By Nate Raymond
BOSTON (Reuters) – A Tufts University student from Turkey, who was arrested last week in Massachusetts by U.S. immigration officials after advocating for Palestinians amid Israel’s war in Gaza, said on Thursday that she would not be deterred.
A lawyer for Rumeysa Ozturk, 30, read a statement on her behalf to reporters assembled outside the federal court in Boston shortly after a judge heard arguments over whether a lawsuit challenging her detention could remain in Massachusetts even though she is now being detained in Louisiana.
Ozturk’s arrest by masked agents on a street in the Boston suburb of Somerville was captured in a viral video that has turned her case into a high-profile example of Republican President Donald Trump’s efforts to deport pro-Palestinian activists on U.S. campuses.
The Trump administration has threatened to cut federal funding to universities over pro-Palestinian protests that it describes as antisemitic, sympathetic to Hamas and a foreign policy threat.
Ozturk’s lawyers say the arrest violated her free speech rights and was based on an opinion piece she co-authored in the university’s student newspaper that criticized Tufts’ response to calls by students to divest from companies with ties to Israel and to “acknowledge the Palestinian genocide.”
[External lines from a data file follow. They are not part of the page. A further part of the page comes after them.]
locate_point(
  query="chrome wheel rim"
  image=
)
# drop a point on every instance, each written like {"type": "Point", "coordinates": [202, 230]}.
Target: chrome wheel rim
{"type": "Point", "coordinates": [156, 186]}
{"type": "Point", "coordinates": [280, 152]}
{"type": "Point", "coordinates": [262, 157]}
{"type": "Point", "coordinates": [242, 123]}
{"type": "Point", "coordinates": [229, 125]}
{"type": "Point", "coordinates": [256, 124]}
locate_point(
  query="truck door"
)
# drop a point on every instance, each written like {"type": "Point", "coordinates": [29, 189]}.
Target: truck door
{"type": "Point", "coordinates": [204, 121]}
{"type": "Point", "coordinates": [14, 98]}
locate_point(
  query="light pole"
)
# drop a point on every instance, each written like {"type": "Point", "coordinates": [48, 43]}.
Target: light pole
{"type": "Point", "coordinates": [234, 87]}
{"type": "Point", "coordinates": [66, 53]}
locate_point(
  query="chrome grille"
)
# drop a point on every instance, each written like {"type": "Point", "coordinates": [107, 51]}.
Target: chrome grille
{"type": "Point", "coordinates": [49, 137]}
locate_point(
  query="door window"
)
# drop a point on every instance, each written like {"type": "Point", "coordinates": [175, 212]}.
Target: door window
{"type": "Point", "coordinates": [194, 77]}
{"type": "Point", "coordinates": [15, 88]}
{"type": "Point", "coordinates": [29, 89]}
Ozturk, a PhD student and Fulbright Scholar, in a statement read by her attorney Mahsa Khanbabai said that “writing is one of the most peaceful ways of addressing systemic inequality.”
“Efforts to target me because of my op-ed in the Tufts Daily calling for the equal dignity and humanity of all people will not deter me from my commitment to advocate for the rights of youth and children,” she said.
Her attorneys in court pushed U.S. District Judge Denise Casper to reject the Trump administration’s arguments that any legal challenge over her detention can only proceed in Louisiana.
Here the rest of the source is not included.